Du café? non, j'essaye d'arrêter, je viens d'en boire cette réaction est banale dans la vie de tous les jours. elle est liée, notamment, à de nombreux mythes autour du "caoua". car, selon des chercheurs américains, la consommation de café, même élevée, augmenterait l'espérance de vie
le café, trop peu connu
au-delà de sa teneur en caféine, qui a des effets santé ambivalents dans l'organisme, la composition du café est finalement assez méconnue du grand public. trop souvent, on ignore qu'un bon café n'apporte aucune calorie (s'il est noir), procure des antioxydants, des minéraux (potassium, magnésium, manganèse) et de la vitamine b3 (niacine).
par ailleurs, le café contribue à nos besoins quotidiens en liquides. bref, le café s'intègre donc parfaitement bien dans une alimentation équilibrée. plusieurs études indiquent que le café exercent des effets protecteurs à l'égard de nombreuses maladies, mais son impact sur la mortalité demeurait encore assez flou.
la pause café des infirmières
des chercheurs américains se sont penchés sur l'association entre la consommation de café et la mortalité (toutes causes confondues, par mortalité cardiovasculaire et par cancers) chez 40.000 hommes et 80.000 femmes suivis pendant respectivement 18 à 24 ans. les données ont été notamment extraites de la célèbre nurses' health study, et les sujets étaient exempts de maladie cardiovasculaire ou de cancer au début de l'étude.
chez les hommes, les scientifiques ont relevé 6 888 décès lors du suivi, dont 2 049 dus aux maladies cardiovasculaires et 2 491 dus à un cancer. chez les femmes 11 095 décès ont été observés (2 368 due aux maladies cardiovasculaires et 5 011 dus au cancer).

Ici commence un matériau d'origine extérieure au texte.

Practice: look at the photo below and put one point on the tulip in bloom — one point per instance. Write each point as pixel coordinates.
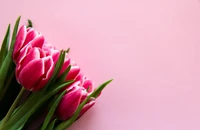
(76, 93)
(34, 58)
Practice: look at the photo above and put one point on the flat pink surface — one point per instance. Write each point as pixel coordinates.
(150, 47)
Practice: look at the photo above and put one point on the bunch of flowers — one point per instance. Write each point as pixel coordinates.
(40, 82)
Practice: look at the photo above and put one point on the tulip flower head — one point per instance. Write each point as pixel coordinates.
(34, 58)
(76, 94)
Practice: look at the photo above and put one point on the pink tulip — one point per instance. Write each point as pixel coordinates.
(35, 59)
(75, 95)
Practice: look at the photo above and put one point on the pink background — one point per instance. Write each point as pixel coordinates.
(150, 47)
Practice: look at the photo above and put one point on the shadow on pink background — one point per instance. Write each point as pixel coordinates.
(150, 47)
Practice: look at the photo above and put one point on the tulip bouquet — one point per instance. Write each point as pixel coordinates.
(41, 88)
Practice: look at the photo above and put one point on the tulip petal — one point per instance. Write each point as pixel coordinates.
(38, 41)
(32, 55)
(49, 68)
(69, 104)
(31, 34)
(73, 73)
(65, 66)
(30, 74)
(88, 85)
(19, 41)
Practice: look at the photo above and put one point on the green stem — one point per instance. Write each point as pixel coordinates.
(12, 108)
(7, 85)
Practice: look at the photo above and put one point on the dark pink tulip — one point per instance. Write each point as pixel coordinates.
(76, 93)
(35, 59)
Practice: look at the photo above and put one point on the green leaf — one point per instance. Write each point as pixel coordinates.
(5, 45)
(64, 125)
(20, 117)
(51, 125)
(8, 59)
(14, 34)
(30, 23)
(52, 110)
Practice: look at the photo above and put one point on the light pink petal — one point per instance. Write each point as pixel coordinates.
(19, 41)
(65, 65)
(88, 85)
(23, 52)
(32, 55)
(55, 55)
(68, 104)
(49, 68)
(38, 41)
(31, 73)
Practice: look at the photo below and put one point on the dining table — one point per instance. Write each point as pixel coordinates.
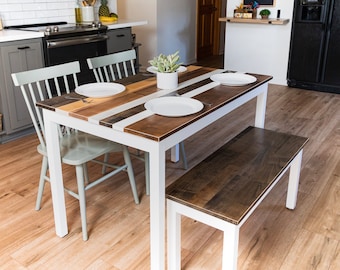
(124, 118)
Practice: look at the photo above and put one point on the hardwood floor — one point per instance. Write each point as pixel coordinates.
(272, 238)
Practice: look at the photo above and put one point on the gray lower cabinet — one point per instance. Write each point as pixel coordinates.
(119, 40)
(16, 56)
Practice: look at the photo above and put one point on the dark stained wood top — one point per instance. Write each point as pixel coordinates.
(154, 127)
(232, 179)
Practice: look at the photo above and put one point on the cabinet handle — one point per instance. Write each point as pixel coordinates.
(24, 48)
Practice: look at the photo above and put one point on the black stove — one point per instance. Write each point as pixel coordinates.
(64, 42)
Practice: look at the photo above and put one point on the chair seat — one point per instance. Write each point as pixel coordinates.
(79, 148)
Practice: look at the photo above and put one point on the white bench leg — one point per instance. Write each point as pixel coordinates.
(174, 237)
(293, 184)
(230, 247)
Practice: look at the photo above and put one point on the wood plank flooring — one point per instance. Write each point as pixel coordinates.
(272, 238)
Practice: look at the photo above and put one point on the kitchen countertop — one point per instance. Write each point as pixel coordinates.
(121, 23)
(14, 35)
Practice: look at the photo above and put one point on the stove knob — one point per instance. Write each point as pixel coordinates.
(48, 29)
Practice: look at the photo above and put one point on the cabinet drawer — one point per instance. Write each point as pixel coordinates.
(119, 40)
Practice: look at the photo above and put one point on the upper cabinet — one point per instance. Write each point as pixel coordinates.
(16, 56)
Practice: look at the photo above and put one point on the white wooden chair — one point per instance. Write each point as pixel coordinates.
(113, 66)
(77, 148)
(120, 65)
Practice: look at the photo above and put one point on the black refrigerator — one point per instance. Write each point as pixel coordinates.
(314, 57)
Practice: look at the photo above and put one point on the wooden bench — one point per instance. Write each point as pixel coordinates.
(223, 190)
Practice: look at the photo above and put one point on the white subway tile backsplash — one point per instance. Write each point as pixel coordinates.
(14, 12)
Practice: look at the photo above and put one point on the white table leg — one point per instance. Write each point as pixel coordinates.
(175, 153)
(261, 102)
(157, 208)
(56, 177)
(230, 247)
(174, 237)
(293, 184)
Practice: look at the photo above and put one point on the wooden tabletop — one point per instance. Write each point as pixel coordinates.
(112, 110)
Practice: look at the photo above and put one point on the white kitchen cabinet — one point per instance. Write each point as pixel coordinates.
(16, 56)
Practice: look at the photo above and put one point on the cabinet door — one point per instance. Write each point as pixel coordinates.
(119, 40)
(16, 57)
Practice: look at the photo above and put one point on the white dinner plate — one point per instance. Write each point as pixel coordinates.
(174, 106)
(99, 90)
(153, 69)
(233, 79)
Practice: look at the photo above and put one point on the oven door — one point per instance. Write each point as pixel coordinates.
(77, 48)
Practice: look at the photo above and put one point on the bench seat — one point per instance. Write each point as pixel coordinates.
(224, 189)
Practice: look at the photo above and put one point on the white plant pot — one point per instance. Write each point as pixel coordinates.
(167, 81)
(87, 14)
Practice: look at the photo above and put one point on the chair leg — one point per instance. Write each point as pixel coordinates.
(86, 175)
(43, 172)
(184, 157)
(106, 159)
(131, 175)
(147, 172)
(82, 200)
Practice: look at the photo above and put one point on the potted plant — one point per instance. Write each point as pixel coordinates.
(166, 67)
(265, 13)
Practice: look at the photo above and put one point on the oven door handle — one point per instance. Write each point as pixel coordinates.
(54, 43)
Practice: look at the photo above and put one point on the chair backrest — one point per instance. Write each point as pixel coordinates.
(113, 66)
(43, 83)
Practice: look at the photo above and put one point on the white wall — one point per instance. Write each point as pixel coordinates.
(259, 48)
(14, 12)
(171, 27)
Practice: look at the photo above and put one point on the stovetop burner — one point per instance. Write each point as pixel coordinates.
(60, 28)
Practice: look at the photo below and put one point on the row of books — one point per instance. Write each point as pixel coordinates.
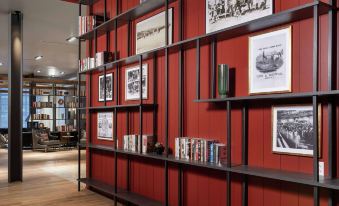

la dose augmente la protection
après ajustements pour toute une série de facteurs confondants, le verdict plaide en faveur du café. le risque relatif de décès, toutes causes confondues, baisse avec le nombre de tasses:
- chez les hommes: le risque diminue de 3 % à partir de 2 à 3 tasses par jour, de 7 % entre 4 et 5 tasses et de 20 % au-delà de 6 tasses. en revanche, il ne bouge pas ou presque pour une consommation inférieure à 1 tasse par jour ou en cas d'abstinence.
- chez les femmes, l'effet du café est plus marqué encore: il baisse déjà un peu avec la consommation de 4 tasses par semaine et est réduit de 25 % à partir de 4 à 5 tasses par jour.
le cœur aime le café
cette relation inverse pourrait s'expliquer en grande partie par une réduction de la mortalité cardiovasculaire, paradoxalement indépendante de l'apport en caféine. par contre, aucune association avec le risque de décès par cancer n'a été constatée.

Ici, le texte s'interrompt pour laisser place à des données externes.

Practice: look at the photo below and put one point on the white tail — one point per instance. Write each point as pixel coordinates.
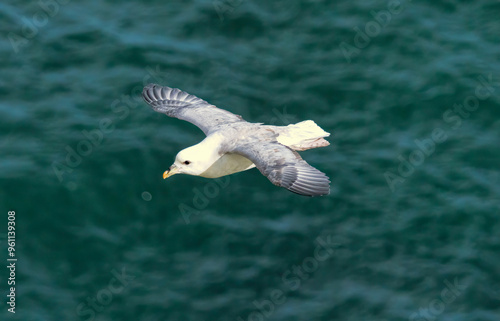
(302, 136)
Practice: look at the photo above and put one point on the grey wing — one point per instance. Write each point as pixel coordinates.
(285, 168)
(179, 104)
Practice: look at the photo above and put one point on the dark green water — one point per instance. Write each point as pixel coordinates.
(100, 235)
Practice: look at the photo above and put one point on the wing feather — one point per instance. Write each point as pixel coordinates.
(179, 104)
(285, 168)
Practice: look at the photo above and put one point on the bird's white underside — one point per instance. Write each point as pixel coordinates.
(300, 136)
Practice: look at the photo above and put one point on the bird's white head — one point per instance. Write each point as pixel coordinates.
(191, 161)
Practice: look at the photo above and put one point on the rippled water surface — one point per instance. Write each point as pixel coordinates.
(409, 90)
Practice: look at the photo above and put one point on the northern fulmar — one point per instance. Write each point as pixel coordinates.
(234, 145)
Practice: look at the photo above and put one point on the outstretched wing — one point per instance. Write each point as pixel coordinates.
(285, 168)
(179, 104)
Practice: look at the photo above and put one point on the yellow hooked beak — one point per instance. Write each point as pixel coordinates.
(171, 171)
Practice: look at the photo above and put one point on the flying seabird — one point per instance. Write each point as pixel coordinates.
(233, 145)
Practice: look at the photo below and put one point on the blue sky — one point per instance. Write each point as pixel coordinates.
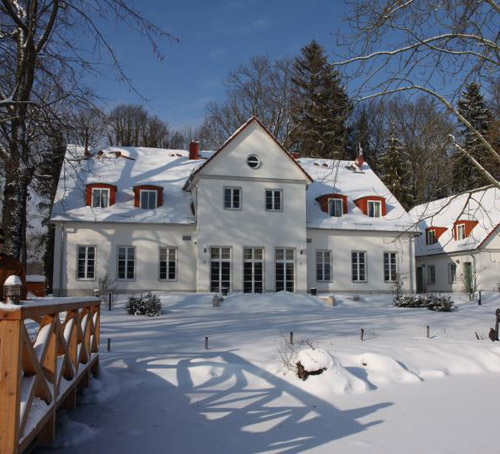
(215, 37)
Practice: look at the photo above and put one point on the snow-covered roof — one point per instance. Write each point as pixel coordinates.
(343, 177)
(481, 205)
(135, 166)
(126, 167)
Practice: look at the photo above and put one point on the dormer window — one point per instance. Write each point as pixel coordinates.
(372, 205)
(335, 208)
(148, 196)
(149, 199)
(100, 198)
(100, 195)
(374, 208)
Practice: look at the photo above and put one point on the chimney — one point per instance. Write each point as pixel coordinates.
(360, 159)
(194, 149)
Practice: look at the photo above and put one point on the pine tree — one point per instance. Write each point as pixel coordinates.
(394, 172)
(320, 106)
(473, 107)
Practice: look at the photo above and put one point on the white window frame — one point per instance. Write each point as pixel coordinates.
(273, 199)
(86, 262)
(430, 237)
(232, 189)
(333, 207)
(376, 213)
(452, 275)
(126, 263)
(431, 274)
(100, 190)
(168, 250)
(323, 257)
(148, 191)
(358, 267)
(392, 266)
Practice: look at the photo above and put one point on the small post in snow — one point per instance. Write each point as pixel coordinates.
(497, 313)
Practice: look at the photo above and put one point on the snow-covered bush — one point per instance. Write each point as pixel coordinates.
(440, 303)
(148, 304)
(436, 303)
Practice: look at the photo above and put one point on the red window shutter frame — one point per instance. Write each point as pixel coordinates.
(325, 198)
(149, 187)
(362, 203)
(112, 192)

quant au café décaféiné, sa consommation a été associée avec une réduction faible de la mortalité, toutes causes confondues, et, due à la baisse des maladies cardiovasculaires.
les consommateurs en bonne santé
evidemment, cette étude a ses limites. premièrement, les volontaires reportaient eux-mêmes leur consommation de café. de plus, ils étaient en bonne santé au début de l'étude.
chez les personnes souffrant d'une hypertension légère, la caféine semble, dans certaines circonstances, augmenter la pression sanguine, renforçant l'effet du stress ou de l'effort physique. les femmes enceintes ont également tout intérêt à boire un peu moins de café que d'habitude pendant leur grossesse, à savoir pas plus de 3 à 4 tasses par jour.
enfin, il faut savoir que le café non filtré et celui produit par la cafetière à piston entraînent une légère augmentation du taux de cholestérol.